Wiederum wird die Erzählung einer Geschichte – einer Liebesgeschichte in Zeiten des Nationalsozialismus – beständig durch das Bewusstmachen rekonstruierender Forschung und Erinnerungsarbeit unterbrochen. Das hat zur Folge, dass wir Carla und Richard stets durch Vandersees Augen betrachten; es sind seine Fragen an das, was sie erleben, was sie zu ihrem Handeln motiviert, ja letztlich sind es die offenen Fragen, die das Erzählen vorantreiben, sodass sich bisweilen eine Spannung wie beim Lesen einer Kriminalgeschichte einstellt. Richard Kuiper, so erfährt Vandersee aus den Akten, wird 1942 von den Nationalsozialisten ermordet, Carla überlebt. Trotz aller Gebrochenheit der Perspektive – und das ist ein wahres Kunststück – kann sich der Leser in die Figuren einfühlen und ihr Schicksal teilen.

Eine gescheiterte Liebe

Der dritte Teil, Das Violinenfräulein, ist der Lebensgeschichte von Vandersees Mutter Lisa gewidmet. Hier nun verknüpfen sich die persönliche Geschichte des Erzählers und die von ihm rekonstruierten Lebensgeschichten. Denn Lisa, zur Zeit des Unglücks Lehrmädchen in einem Genthiner Bekleidungsgeschäft, war es wohl, die Carla immer wieder Bestellungen ins Krankenhaus brachte, sie auf diese Weise kennenlernte und am Ende womöglich in ihre Lebensgeschichte verstrickt wurde. Lisa lebt mit ihrem Sohn allein, unterhält allerdings eine geheime Liebesbeziehung zu ihrem Geigenlehrer, dem sie Ende der 1950er Jahre nach West-Berlin folgt.

Diese Liebe ist es auch, aufgrund derer sie eine Zeitlang wieder mit dem Spielen beginnt. Doch die Liebe scheitert. Während „Der Begabte“, wie sie ihn nennt, schließlich ein Engagement in den USA annimmt, bleibt Lisa in Berlin. Sie erduldet die Enge in der Berliner Wohnung der Tante, der sie nur mit Hilfe eines Mannes zu entkommen vermag, der in der Nachkriegszeit eine Blumenladenkette aufbaut und zu Geld kommt. Ihre Träume, falls sie jemals welche hatte, gibt sie damit auf.

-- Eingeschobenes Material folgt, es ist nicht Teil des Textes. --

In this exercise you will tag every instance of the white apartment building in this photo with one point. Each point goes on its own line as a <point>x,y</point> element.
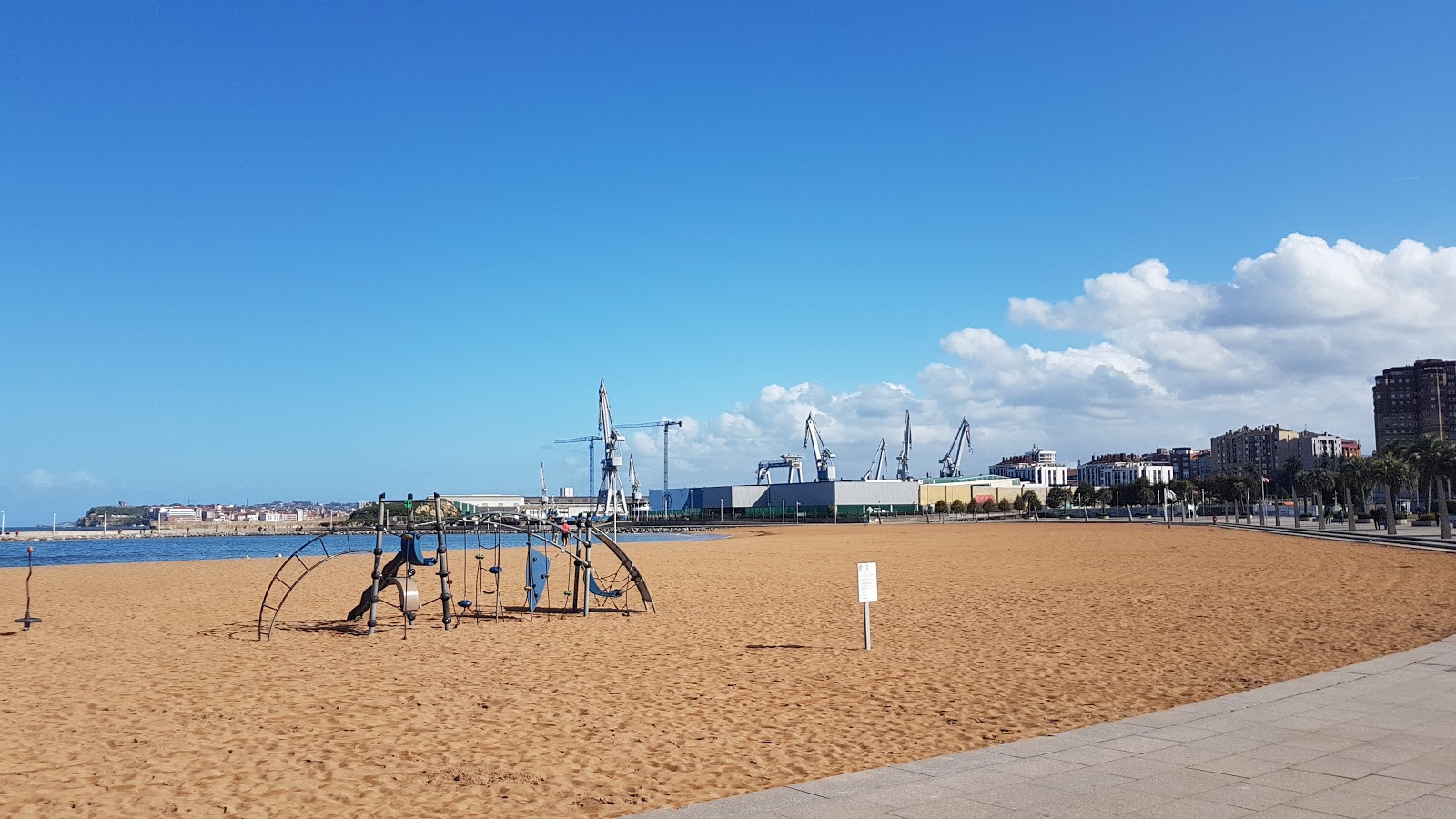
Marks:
<point>1036,467</point>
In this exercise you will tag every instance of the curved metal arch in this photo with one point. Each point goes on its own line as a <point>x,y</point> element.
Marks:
<point>288,586</point>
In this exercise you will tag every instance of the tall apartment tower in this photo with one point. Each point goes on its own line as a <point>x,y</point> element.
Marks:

Gert Loschütz verrät wenig über seinen Ich-Erzähler

In all dem bleibt Vandersee ein Beobachter, über seine Empfindungen und Gedanken erfahren wir wenig; seine Aufgabe scheint es zu sein, das Leben anderer zu erforschen. Nahe kommt er uns jedoch dort, wo wir ihn als Jungen unsererseits dabei beobachten, wie er – ein Kind eben und doch in gewisser Weise auch hier ein Botschafter einer anderen Zeit – das Trümmergrundstück, Zeuge der Zerstörung inmitten des Wiederaufbaus, in der Nachbarschaft erforscht. Lange Zeit stellt sich für den Jungen die Frage nach dem Verbleib seines Vaters nicht, ist es doch das Schicksal so vieler Kinder seiner Generation, ohne Vater aufzuwachsen, da der im Krieg gefallen oder irgendwo verschollen ist. Er jedoch lernt seinen Vater kennen; der Moment, in dem ihm – vielleicht noch nicht einmal voll bewusst – klar wird, wer ihm in Gestalt seines Onkels tatsächlich gegenübersitzt, ist wohl eine der schönsten Szenen des Romans.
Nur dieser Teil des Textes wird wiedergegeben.